Он редактирует статью для публикации, одновременно просматривая новости и поедая разогретого в микроволновке цыпленка в соусе терияки, сидя в своем первом доме в Колумбусе, штат Огайо. У него нет времени ни на текущие события, ни на полноценную трапезу. Он втискивает их в работу и почти убеждает себя, что справился. Через десять секунд после начала сюжета понимает, на что смотрит: разрушенные здания и почерневшие балки, последствия, которые его собственная память уже не в силах восстановить мало-мальски точно. Кто-то взорвал в штате Вашингтон исследовательскую лабораторию, занимавшуюся модификацией генома тополей. Камера задерживается на закопченной стене. На бетоне краской из баллончика написаны слова, которые он когда-то помог сформулировать:
КОНТРОЛЬ УБИВАЕТ
СВЯЗЬ ИСЦЕЛЯЕТ
Их старые лозунги. Какая-то бессмыслица. Диктор новостей только усугубляет ситуацию. «Власти полагают, что пожар, нанесший ущерб в семь миллионов долларов, связан с аналогичными инцидентами, имевшими место за последние несколько лет в Орегоне, Калифорнии и северном Айдахо».
Мир делится, раздваивается, и Адам превращается в свою собственную имитацию. Потом ему на ум приходит более логичное объяснение: один или несколько его приятелей действует в одиночку. Скорее всего, Ник, после смерти возлюбленной. Или похожий на ребенка ветеран Дуглас. Или оба, объединившись с новыми адептами, чтобы продолжать поджоги. Тот, кто устроил этот новый пожар, использовал старые лозунги так, как будто ему принадлежат авторские права.

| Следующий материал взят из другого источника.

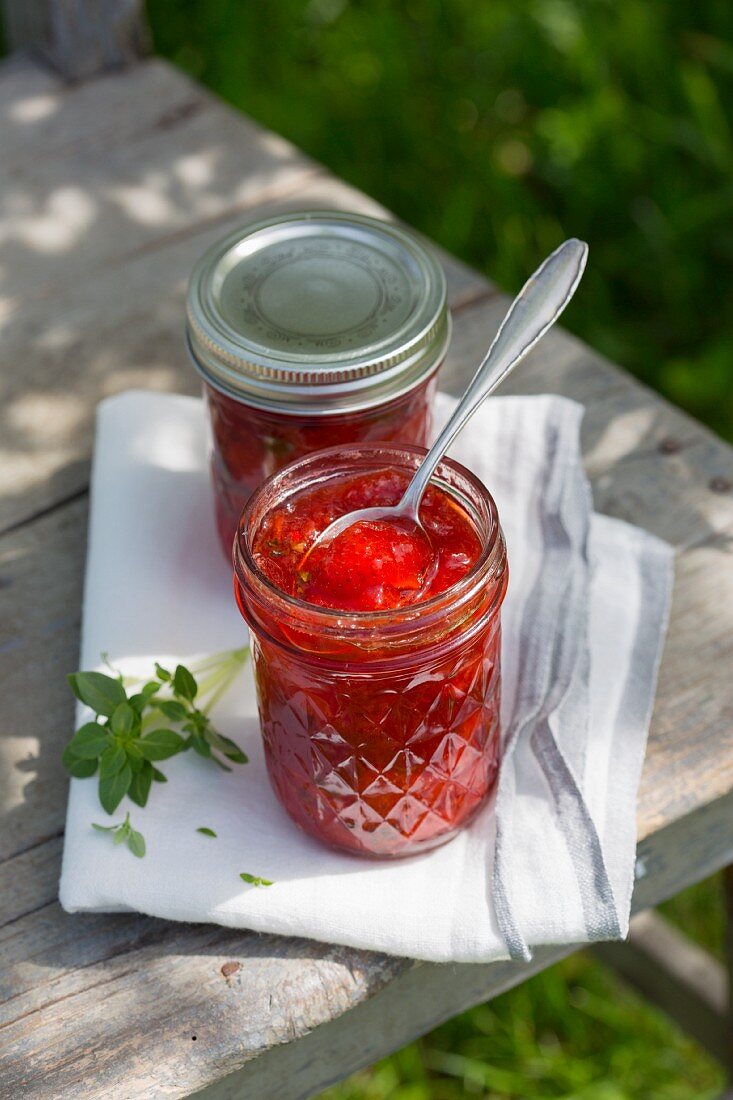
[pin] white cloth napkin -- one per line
(582, 631)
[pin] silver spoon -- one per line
(535, 309)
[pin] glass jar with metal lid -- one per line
(312, 330)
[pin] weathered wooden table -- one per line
(110, 190)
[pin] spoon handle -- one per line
(537, 306)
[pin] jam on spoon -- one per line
(375, 564)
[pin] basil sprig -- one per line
(132, 733)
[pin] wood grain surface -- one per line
(108, 194)
(78, 37)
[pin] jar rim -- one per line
(274, 310)
(489, 565)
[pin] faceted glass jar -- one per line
(310, 330)
(381, 729)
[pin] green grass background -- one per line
(499, 128)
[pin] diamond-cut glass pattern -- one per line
(382, 763)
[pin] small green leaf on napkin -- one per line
(123, 833)
(254, 880)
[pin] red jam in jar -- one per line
(312, 330)
(376, 667)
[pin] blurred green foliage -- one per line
(500, 127)
(571, 1032)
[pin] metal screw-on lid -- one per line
(321, 308)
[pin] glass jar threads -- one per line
(312, 330)
(381, 728)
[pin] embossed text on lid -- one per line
(320, 308)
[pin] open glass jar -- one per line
(381, 728)
(312, 330)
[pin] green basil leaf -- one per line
(111, 761)
(89, 741)
(172, 708)
(113, 789)
(184, 683)
(199, 745)
(101, 693)
(141, 783)
(161, 744)
(123, 719)
(137, 844)
(254, 880)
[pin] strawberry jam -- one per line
(376, 658)
(251, 443)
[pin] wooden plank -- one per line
(174, 982)
(678, 976)
(132, 160)
(78, 37)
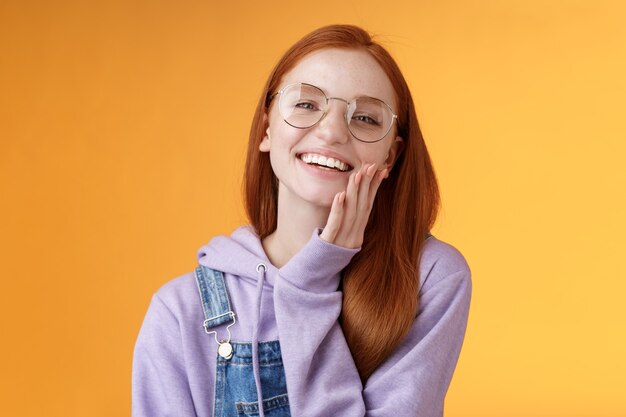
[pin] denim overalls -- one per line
(235, 387)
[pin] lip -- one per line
(327, 153)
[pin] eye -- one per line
(306, 105)
(365, 119)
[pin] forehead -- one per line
(344, 73)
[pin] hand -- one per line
(351, 208)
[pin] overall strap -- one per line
(215, 301)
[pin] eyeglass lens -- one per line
(304, 105)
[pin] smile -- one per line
(324, 161)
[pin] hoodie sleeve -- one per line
(322, 379)
(160, 384)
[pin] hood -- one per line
(238, 254)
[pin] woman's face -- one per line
(294, 152)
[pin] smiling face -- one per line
(302, 158)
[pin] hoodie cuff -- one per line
(317, 266)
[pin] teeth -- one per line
(324, 161)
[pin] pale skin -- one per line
(340, 203)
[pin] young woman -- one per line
(336, 300)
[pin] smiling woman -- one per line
(336, 300)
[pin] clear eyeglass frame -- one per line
(393, 117)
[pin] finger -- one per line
(333, 224)
(378, 179)
(351, 199)
(364, 187)
(364, 204)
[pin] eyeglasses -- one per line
(304, 105)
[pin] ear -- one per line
(394, 151)
(265, 144)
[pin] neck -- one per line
(295, 223)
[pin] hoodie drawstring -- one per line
(260, 269)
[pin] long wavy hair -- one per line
(381, 283)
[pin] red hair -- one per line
(381, 283)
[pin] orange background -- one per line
(123, 126)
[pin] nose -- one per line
(333, 127)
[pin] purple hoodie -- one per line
(175, 360)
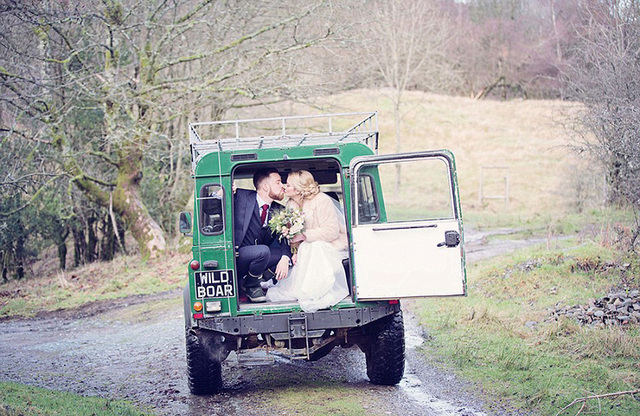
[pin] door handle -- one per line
(451, 239)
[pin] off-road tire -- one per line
(385, 352)
(204, 372)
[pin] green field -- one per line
(16, 400)
(500, 335)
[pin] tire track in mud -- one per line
(102, 354)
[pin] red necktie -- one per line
(263, 216)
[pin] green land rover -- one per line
(404, 229)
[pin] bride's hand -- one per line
(299, 238)
(282, 268)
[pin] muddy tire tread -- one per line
(385, 356)
(203, 373)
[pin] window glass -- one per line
(367, 204)
(412, 189)
(211, 209)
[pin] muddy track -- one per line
(133, 349)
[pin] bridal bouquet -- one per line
(288, 223)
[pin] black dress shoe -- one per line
(255, 294)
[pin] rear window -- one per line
(211, 209)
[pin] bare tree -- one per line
(606, 78)
(404, 41)
(104, 81)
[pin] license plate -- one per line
(214, 284)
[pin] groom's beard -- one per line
(276, 197)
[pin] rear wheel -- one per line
(385, 352)
(204, 371)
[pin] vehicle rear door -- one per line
(407, 229)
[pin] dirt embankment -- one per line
(133, 349)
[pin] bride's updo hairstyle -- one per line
(304, 182)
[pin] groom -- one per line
(259, 248)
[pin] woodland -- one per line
(95, 95)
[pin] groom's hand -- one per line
(282, 268)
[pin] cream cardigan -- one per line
(321, 221)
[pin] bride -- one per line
(317, 279)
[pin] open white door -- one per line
(407, 228)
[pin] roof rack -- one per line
(282, 132)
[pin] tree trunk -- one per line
(398, 119)
(127, 203)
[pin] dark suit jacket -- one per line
(244, 205)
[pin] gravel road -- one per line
(134, 349)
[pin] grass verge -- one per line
(18, 399)
(122, 277)
(501, 336)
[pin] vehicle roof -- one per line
(297, 137)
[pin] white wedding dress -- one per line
(318, 280)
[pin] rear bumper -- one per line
(279, 322)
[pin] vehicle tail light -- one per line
(213, 306)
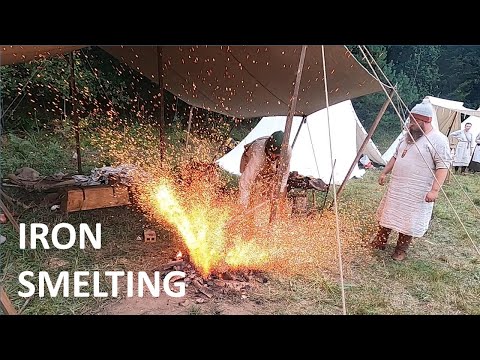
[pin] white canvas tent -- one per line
(345, 132)
(475, 121)
(447, 118)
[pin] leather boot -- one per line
(381, 238)
(403, 243)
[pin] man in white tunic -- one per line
(475, 162)
(258, 167)
(407, 204)
(463, 150)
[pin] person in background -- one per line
(258, 166)
(474, 165)
(407, 205)
(463, 150)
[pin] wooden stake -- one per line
(286, 138)
(6, 304)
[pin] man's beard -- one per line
(414, 134)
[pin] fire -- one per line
(202, 227)
(190, 198)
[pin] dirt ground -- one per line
(192, 303)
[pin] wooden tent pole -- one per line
(73, 98)
(288, 128)
(162, 102)
(365, 141)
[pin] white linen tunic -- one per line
(403, 207)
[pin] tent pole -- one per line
(73, 97)
(288, 128)
(162, 102)
(365, 142)
(189, 125)
(225, 141)
(304, 120)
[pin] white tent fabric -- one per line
(447, 117)
(343, 123)
(475, 121)
(371, 149)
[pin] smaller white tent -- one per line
(475, 121)
(312, 145)
(447, 118)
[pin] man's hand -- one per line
(382, 178)
(431, 196)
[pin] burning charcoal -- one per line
(227, 276)
(262, 279)
(197, 284)
(172, 264)
(175, 278)
(206, 292)
(219, 283)
(185, 303)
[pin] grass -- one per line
(441, 274)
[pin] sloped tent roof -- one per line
(475, 121)
(371, 149)
(447, 118)
(252, 81)
(13, 54)
(344, 124)
(240, 81)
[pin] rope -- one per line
(458, 183)
(21, 91)
(313, 149)
(415, 143)
(340, 265)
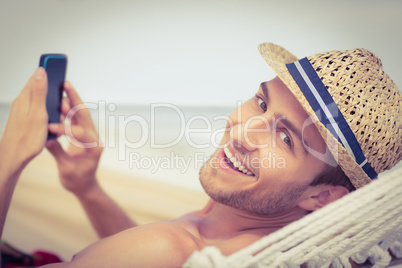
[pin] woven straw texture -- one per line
(366, 96)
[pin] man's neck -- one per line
(220, 221)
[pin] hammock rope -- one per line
(363, 225)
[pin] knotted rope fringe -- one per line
(362, 225)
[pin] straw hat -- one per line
(352, 101)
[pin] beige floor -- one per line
(44, 216)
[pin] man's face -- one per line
(266, 140)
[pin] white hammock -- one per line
(364, 225)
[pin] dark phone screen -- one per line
(55, 66)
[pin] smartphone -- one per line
(55, 66)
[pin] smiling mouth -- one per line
(233, 163)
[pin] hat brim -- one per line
(277, 57)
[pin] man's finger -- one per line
(79, 112)
(56, 150)
(38, 90)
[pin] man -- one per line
(332, 108)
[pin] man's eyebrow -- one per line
(288, 124)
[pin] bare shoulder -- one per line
(153, 245)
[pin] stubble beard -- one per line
(273, 203)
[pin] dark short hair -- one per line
(333, 176)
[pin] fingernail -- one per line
(39, 73)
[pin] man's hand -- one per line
(24, 136)
(26, 130)
(77, 165)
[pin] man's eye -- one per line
(262, 104)
(285, 138)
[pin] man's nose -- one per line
(252, 134)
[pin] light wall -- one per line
(184, 52)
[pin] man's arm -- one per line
(154, 245)
(24, 136)
(78, 164)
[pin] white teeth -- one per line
(236, 163)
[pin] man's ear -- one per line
(321, 195)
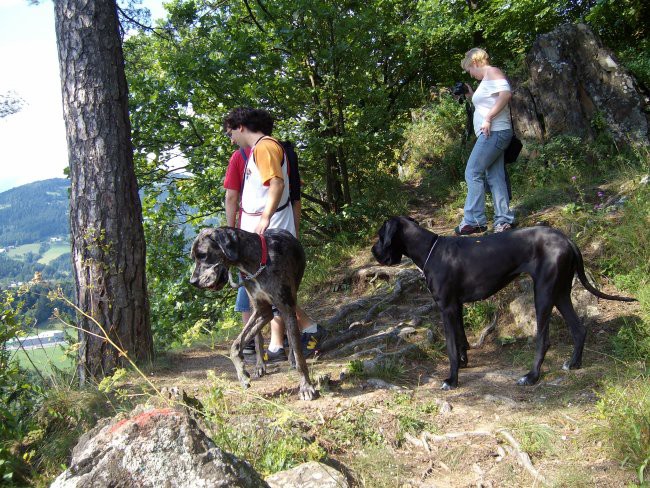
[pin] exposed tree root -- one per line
(404, 280)
(522, 456)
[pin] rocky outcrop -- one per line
(308, 475)
(576, 87)
(153, 448)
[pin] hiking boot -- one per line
(275, 357)
(311, 341)
(502, 227)
(249, 348)
(467, 229)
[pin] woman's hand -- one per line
(485, 127)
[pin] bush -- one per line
(432, 139)
(626, 408)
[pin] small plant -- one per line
(536, 439)
(479, 314)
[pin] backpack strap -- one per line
(243, 179)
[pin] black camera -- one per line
(460, 89)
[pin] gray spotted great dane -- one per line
(276, 284)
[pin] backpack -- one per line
(292, 170)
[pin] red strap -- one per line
(264, 251)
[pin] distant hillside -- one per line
(34, 212)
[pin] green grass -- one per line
(54, 252)
(44, 358)
(20, 251)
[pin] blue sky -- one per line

Камера показывает обугленную потолочную балку разрушенной лаборатории. Адам узнает обломки так, словно сам установил заряд. Не пять лет назад, а прошлой ночью. Как будто он только что вернулся домой и теперь должен сжечь свою пропитанную дымом одежду. Кадр задерживается на последних каракулях аэрозольной краской в конце коридора:
НЕТ ЭКОНОМИКЕ САМОУБИЙСТВ
Через шесть недель после того, как стал доцентом, он снова стал поджигателем.
ТРИ МЕСЯЦА СПУСТЯ ВЗРЫВАЕТСЯ АНГАР для машин на лесозаготовительном складе недалеко от Олимпийского полуострова. Мими читает об этом в «Кроникл». Она сидит на траве у Цветочной оранжереи, в углу парка Золотые Ворота, в десяти минутах ходьбы от Хиллтопа, Университета Сан-Франциско, где заканчивает магистратуру по реабилитации и консультированию в области психического здоровья. Она узнает лозунги, нацарапанные на месте происшествия — лозунги, которые когда-то принадлежали им всем. К новостной заметке прилагается боковая панель: «Хронология экологического террора, 1980–1999».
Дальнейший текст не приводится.